Comment by bananaflag

8 days ago

It's a hard problem and so far not a profitable one (I hope the solution will emerge as a byproduct of another innovation)

https://nostalgebraist.tumblr.com/post/778041178124926976/hy...

https://nostalgebraist.tumblr.com/post/792464928029163520/th...

2 comments

bananaflag

andai 7 days ago

I think you made the right diagnosis with "cringe" :) They forgot to turn down the cringe slider!

Have you played with the pre-RLHF models?

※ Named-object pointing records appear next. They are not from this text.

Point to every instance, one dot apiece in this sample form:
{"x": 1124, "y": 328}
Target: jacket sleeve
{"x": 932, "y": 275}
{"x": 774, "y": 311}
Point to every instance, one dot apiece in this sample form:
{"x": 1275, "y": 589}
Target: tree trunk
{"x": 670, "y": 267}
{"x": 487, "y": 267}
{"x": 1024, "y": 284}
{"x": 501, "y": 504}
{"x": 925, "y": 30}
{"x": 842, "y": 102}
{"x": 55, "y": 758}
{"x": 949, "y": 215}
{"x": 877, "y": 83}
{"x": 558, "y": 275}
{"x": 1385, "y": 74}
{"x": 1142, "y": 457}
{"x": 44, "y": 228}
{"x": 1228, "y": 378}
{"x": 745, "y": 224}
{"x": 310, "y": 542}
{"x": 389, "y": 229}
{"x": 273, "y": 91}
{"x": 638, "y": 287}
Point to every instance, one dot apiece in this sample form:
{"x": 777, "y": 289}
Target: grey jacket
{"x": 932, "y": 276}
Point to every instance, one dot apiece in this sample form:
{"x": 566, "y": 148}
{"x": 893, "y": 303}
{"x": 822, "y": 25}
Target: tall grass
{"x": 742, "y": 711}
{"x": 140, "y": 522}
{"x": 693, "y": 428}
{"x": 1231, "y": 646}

I think Davinci is still online, though probably not for much longer.

They're a lot harder to work with (they don't have instruct training, so they just generate text similar to what you give them, rather than obeying commands). But they seem almost immune to the problem of mode collapse. They'll happily generate horrifying outputs for you. They're unsanitized. What cringe is in there, is authentic! Raw cringe, straight from Common Crawl.

It's a lot of fun to play with. It's also very strange, because it seems like there should be a lot more interest in them, for several reasons (they're the most language-modely of the language models, and ideal for research and experiments, to say nothing of censorship, exploring alternative approaches to LLM development, etc.), and it seems like nobody is talking about them or doing anything with them.

bananaflag 7 days ago

That's not my blog, but the author played a lot with GPT-2 and 3 back in the days. (And I regret not doing the same.)
I think you can even today play with some uncensored base models of that level.